Karakteristiek voor het duinlandschap is de overgang van open duingebied aan de zeezijde naar beboste landgoederen landinwaarts. Het plangebied Kijkduin Binnen wordt getypeerd als binnenduin en vormt een overgangsgebied tussen het buitenduin (waaronder Kijkduin Bad) en de bos en landgoederenzone (waaronder Ockenburgh). In de inrichting van de openbare ruimte wordt deze overgang versterkt. Daarbij wordt de beplanting in overeenstemming gebracht met het karakter van het landschap: de overgang van open duin naar bos.

Beeldkwaliteitsplan

In het BKP is de gewenste ruimtelijke en architectonische beeldkwaliteit van de ontwikkelvelden beschreven. Belangrijke onderdelen zijn de samenhang en de variatie tussen de deellocaties, de versterking van de ruimtelijke en ecologische kwaliteit en de identiteit van Kijkduin als unieke plek aan zee. De landschappelijke ligging in het overgangsgebied van openduin naar bos- en landgoed is bepalend voor het woonmileu. Binnenduin is een meer open landschap met een kleinere bebouwingskorrel. Bos en landgoed is meer bosachtig en met een grotere bebouwingskorrel. Aan de bebouwing en de woonomgeving moet de ligging in het binnenduingebied afleesbaar zijn.

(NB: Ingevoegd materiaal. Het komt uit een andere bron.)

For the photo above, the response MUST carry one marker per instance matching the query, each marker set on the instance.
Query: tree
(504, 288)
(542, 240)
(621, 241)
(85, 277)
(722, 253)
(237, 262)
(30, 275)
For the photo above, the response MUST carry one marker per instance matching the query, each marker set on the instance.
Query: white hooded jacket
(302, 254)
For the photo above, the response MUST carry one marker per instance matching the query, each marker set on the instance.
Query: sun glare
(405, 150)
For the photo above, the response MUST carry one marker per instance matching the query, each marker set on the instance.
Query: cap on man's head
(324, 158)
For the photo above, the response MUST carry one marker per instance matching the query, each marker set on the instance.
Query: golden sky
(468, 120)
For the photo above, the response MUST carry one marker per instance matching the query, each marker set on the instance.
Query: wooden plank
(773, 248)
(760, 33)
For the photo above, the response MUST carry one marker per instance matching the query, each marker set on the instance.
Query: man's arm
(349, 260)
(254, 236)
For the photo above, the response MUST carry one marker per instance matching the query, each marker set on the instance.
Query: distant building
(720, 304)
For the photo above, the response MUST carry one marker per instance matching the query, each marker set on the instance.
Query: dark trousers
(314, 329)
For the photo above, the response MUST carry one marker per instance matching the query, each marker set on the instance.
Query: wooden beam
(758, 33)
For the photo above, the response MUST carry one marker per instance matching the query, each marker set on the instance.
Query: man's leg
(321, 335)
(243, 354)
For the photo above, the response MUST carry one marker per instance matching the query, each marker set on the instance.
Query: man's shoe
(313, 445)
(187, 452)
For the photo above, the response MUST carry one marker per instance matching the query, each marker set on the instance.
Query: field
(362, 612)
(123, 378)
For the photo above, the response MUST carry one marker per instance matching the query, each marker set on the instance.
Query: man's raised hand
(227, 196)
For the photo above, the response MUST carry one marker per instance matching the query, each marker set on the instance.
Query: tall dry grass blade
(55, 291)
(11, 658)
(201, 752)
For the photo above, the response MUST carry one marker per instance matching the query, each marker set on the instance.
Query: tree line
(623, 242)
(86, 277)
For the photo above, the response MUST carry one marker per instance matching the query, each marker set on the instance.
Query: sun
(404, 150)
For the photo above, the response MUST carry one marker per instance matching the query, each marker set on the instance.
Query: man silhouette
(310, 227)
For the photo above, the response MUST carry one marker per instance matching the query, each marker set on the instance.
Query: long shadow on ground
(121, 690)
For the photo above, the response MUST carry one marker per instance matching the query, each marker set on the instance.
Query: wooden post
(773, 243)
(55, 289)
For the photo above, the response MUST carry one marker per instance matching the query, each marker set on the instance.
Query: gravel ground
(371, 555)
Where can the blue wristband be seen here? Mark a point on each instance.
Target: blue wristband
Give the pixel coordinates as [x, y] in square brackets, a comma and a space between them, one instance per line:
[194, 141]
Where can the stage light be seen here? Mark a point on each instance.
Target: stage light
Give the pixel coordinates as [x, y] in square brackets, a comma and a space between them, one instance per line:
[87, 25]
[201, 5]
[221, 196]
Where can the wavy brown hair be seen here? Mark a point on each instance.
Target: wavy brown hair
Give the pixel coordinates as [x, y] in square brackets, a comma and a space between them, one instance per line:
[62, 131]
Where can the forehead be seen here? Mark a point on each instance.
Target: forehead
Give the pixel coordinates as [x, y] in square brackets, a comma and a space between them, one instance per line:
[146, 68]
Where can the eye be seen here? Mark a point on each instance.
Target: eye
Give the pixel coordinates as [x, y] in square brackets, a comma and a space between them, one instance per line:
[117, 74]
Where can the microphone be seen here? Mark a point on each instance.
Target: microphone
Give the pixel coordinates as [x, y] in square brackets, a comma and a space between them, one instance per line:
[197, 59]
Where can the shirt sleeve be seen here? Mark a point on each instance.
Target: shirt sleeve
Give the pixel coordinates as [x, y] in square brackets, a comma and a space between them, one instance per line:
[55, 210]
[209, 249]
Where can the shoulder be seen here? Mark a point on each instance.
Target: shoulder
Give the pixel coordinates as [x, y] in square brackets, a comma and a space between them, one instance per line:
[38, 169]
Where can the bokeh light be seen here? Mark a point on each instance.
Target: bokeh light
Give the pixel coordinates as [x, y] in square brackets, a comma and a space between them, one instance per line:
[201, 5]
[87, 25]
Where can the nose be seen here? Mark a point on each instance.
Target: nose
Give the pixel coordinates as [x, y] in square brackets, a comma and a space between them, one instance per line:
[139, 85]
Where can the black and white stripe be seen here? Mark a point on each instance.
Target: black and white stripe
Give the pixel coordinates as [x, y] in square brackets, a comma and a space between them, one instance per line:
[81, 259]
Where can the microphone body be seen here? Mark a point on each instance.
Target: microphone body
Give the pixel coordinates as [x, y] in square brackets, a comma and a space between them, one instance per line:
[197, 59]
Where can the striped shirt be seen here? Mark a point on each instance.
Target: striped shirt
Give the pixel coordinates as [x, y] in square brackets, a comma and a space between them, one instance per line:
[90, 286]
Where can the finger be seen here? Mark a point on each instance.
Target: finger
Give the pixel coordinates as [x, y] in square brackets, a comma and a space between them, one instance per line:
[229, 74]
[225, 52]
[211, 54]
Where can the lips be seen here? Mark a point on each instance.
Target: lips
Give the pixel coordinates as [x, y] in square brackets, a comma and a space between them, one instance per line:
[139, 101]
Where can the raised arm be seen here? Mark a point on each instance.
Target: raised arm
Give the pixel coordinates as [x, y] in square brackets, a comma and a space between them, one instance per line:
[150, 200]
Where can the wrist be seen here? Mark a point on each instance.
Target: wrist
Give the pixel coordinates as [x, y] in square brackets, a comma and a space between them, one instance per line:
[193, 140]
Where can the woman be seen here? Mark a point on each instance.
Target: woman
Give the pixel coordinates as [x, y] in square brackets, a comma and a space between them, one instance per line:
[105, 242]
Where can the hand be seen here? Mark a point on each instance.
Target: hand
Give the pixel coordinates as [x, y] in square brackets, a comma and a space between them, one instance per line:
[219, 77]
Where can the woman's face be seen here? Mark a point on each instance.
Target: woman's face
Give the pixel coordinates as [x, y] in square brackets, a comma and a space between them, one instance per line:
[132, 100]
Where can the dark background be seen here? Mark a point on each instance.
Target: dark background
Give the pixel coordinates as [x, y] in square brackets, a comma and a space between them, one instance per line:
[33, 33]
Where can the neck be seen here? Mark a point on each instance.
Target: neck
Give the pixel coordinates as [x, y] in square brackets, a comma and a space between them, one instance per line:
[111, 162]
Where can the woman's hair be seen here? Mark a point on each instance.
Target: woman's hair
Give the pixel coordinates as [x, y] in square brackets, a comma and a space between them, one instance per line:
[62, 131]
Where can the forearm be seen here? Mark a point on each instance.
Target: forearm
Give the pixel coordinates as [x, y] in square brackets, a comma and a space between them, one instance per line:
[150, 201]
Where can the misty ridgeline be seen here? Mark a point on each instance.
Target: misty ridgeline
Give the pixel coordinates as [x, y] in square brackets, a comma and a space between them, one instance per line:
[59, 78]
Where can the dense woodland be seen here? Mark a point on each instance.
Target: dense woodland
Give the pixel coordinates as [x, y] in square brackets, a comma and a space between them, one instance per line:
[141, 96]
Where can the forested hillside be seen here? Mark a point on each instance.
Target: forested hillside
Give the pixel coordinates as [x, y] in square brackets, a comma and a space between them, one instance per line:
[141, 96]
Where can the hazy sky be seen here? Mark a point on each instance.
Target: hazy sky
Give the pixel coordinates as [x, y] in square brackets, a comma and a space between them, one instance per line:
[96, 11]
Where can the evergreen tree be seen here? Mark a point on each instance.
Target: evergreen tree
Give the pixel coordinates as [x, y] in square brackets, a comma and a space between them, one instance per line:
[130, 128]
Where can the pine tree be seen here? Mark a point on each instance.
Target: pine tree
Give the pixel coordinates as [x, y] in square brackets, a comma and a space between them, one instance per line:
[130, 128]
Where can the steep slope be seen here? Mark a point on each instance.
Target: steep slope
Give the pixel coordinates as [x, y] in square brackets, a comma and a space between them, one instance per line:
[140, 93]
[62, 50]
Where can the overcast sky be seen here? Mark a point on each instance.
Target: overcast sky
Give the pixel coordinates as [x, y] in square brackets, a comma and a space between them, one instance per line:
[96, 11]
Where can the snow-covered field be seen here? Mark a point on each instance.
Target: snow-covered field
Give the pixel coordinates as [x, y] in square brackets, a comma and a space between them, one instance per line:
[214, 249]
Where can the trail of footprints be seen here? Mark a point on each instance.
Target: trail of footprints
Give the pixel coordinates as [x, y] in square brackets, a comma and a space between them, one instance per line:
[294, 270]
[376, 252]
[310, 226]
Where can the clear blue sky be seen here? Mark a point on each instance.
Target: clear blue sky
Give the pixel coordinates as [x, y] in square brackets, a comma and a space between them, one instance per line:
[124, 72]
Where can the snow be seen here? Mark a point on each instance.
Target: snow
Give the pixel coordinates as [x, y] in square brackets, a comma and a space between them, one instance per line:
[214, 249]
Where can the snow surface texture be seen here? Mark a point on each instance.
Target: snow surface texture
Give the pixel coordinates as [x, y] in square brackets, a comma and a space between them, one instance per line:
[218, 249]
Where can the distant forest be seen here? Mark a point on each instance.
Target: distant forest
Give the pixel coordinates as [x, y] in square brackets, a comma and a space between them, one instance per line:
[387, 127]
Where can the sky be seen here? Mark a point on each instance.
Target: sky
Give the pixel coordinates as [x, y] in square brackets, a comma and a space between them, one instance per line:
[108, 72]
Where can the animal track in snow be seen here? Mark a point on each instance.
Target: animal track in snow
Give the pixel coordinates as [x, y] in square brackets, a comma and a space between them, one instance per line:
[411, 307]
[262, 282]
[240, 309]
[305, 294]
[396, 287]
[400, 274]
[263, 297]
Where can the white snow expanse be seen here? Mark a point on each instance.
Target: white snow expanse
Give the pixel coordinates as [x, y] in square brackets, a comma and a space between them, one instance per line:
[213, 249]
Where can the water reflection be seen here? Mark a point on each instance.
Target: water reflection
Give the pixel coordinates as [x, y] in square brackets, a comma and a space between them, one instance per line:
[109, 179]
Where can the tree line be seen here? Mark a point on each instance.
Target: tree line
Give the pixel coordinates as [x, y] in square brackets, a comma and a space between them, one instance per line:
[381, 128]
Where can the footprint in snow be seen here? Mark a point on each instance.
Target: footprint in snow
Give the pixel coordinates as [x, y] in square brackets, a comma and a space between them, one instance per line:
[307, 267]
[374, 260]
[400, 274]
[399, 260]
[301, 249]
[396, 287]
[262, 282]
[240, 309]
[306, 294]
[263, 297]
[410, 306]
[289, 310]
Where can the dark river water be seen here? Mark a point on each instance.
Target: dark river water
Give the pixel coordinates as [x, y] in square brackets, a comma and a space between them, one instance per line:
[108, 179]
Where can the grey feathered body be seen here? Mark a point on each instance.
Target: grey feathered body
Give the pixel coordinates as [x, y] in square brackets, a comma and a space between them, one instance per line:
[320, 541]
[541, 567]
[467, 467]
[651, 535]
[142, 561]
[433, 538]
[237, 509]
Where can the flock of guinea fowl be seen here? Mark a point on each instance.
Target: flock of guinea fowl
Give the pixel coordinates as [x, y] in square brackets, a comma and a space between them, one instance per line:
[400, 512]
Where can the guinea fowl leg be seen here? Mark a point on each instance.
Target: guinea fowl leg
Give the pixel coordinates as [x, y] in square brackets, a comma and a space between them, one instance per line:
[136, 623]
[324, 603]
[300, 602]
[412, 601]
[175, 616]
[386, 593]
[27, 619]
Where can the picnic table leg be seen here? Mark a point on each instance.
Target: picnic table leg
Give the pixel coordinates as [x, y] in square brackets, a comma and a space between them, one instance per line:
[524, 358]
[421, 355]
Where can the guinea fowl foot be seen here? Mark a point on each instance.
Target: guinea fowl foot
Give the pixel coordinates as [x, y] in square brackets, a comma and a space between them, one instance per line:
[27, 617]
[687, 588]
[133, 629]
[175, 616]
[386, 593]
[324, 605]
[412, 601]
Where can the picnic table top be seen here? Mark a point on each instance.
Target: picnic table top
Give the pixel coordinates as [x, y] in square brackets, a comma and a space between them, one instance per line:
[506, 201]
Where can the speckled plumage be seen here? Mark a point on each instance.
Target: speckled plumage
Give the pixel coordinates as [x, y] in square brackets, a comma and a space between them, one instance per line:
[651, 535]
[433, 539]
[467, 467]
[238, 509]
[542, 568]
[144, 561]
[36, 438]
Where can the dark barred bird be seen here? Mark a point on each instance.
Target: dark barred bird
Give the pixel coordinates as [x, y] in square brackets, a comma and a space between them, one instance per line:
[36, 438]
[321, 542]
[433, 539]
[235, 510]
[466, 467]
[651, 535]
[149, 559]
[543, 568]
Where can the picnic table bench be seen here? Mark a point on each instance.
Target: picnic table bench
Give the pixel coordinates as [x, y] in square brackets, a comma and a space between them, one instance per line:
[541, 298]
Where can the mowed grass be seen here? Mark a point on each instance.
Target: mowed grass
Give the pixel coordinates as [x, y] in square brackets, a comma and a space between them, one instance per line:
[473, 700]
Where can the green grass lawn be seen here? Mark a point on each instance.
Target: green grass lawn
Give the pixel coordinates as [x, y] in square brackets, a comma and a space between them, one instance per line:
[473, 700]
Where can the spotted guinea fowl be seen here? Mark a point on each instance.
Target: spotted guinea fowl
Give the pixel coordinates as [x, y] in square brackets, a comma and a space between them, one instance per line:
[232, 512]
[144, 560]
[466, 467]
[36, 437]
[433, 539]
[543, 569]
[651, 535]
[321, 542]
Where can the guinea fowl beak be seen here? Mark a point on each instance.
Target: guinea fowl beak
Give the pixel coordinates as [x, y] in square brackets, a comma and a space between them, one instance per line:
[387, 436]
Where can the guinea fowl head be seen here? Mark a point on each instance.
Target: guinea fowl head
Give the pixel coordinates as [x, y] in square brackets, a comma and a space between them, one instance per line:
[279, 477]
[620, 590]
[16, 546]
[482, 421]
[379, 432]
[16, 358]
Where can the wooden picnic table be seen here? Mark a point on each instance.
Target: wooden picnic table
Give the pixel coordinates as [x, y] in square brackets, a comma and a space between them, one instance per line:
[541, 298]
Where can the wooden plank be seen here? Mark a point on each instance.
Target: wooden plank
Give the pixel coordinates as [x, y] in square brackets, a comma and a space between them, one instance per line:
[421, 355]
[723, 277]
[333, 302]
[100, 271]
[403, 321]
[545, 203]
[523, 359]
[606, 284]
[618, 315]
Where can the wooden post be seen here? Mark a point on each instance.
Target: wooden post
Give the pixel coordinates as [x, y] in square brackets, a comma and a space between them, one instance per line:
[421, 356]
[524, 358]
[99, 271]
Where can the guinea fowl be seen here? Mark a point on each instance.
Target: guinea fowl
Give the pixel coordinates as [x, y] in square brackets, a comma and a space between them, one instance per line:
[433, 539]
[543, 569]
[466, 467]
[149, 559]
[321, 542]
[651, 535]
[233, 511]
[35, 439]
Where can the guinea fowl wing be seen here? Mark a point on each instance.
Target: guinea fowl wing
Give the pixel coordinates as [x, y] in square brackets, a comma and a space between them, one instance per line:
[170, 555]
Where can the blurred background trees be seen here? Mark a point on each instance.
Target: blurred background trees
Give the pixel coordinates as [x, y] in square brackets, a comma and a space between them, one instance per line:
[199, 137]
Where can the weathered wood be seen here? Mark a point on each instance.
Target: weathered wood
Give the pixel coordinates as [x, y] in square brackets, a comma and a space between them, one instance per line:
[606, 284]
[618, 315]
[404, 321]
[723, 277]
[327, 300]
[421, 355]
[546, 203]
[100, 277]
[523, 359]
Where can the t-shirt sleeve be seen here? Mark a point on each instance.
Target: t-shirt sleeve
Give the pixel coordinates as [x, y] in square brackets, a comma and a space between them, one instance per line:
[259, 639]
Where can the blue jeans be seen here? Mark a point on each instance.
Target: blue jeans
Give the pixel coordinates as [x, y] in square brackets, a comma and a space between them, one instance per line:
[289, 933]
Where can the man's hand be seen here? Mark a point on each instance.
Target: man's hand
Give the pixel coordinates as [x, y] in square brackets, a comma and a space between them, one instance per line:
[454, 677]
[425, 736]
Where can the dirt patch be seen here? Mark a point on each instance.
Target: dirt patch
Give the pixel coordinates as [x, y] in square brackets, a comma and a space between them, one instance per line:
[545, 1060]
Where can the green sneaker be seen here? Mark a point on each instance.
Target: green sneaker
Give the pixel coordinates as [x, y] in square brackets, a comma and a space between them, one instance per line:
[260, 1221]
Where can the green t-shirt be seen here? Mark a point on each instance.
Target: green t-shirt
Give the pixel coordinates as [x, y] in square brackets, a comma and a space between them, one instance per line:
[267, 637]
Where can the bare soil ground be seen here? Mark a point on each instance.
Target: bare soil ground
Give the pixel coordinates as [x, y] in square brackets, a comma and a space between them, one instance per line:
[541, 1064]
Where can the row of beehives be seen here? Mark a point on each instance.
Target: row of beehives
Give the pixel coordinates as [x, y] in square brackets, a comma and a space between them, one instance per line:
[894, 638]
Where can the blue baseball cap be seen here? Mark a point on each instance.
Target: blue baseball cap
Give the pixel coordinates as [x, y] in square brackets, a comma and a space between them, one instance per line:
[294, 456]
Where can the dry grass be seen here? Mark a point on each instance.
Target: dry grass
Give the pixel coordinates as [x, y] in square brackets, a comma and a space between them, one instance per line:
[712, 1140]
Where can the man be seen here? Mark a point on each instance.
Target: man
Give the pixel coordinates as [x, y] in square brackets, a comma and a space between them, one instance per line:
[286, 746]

Voor Schapenatjesduin Oost zijn onder meer de volgende uitgangspunten vastgelegd:

  • Landschap:

De openbare ruimte is groen van karakter waarbij het omliggende duinlandschap op de locatie wordt doorgezet; de woningen hebben een kleine buitenruimte, bij voorkeur vormgegeven als architectonisch element zoals een veranda of patio. Kleine tuinen zijn alleen onder voorwaarden toegestaan.

  • Korrelgrootte:

Vrijstaand of geschakeld tot max 6 woningen of geclusterd rondom een hof in 1-2 lagen met kap.

  • Autoluw:

Prive parkeren op eigenterrein en uit het zicht; openbaar parkeren landschappelijk ingepast; woonstraten smal en informeel.

  • Typisch Kijkduin:

Materialisatie met robuuste, natuurlijke materialen en lichte kleuren; expressieve, samengestelde volumes en platte daken of een kap met eenvoudige vorm.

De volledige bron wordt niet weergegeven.